An American health insurer has agreed to pay $5.1m to the Office for Civil Rights (OCR) at the US Department of Health and Human Services (HHS) to settle potential violations of the insurance Portability and Accountability Act (HIPAA) Privacy and Security Rules.
The agreement entered into by Excellus Health Plan, Inc. relates to a knowledge breach that lasted 17 months and affected over 9.3 million people.
Excellus may be a New York–based health services corporation that gives insurance coverage to over 1.5 million people in upstate and western ny .
A breach report filed by Excellus on September 9, 2015, stated that cyber-attackers had gained unauthorized access to the company’s information technology systems.
The breach began on or before December 23, 2013, and dragged on until May 11, 2015. After gaining entry to the company’s systems, malicious hackers installed malware and conducted reconnaissance activities that ultimately resulted within the disclosure of protected health information (PHI) of quite 9.3 million individuals.
Information exposed within the attack included names, addresses, dates of birth, email addresses, Social Security numbers, checking account information, health plan claims, and clinical treatment information.
Plans suffering from the breach were BlueCard Members; BlueCross BlueShield of Central New York; BlueCross and BlueShield of the Rochester area; BlueCross BlueShield of Utica-Watertown; and Excellus BlueCross BlueShield.
OCR’s investigation into the safety incident found potential violations of the HIPAA rules, including failures to implement risk management, data system activity review, and access controls and failure to conduct an enterprise-wide risk analysis.

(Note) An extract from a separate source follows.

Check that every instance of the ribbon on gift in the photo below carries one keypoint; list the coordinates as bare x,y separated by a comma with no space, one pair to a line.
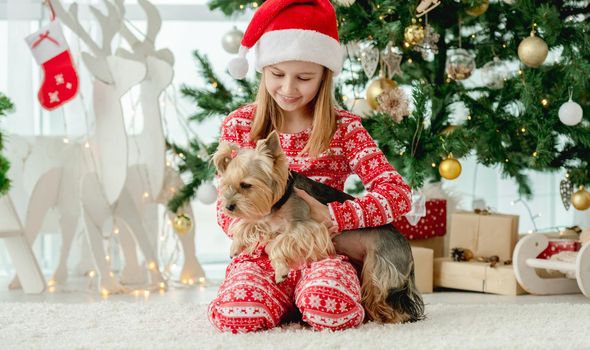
42,37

“Hacking continues to be the best threat to the privacy and security of individuals’ health information. In this case, a health plan didn’t stop hackers from roaming inside its health record system undetected for over a year, which endangered the privacy of many of its beneficiaries,” said OCR director Roger Severino.
“We know that the foremost dangerous hackers are sophisticated, patient, and protracted . Health care entities got to intensify their game to guard the privacy of people’s health information from this growing threat.”
In addition to paying a large monetary settlement, Excellus has agreed to undertake a corrective action plan that has two years of monitoring.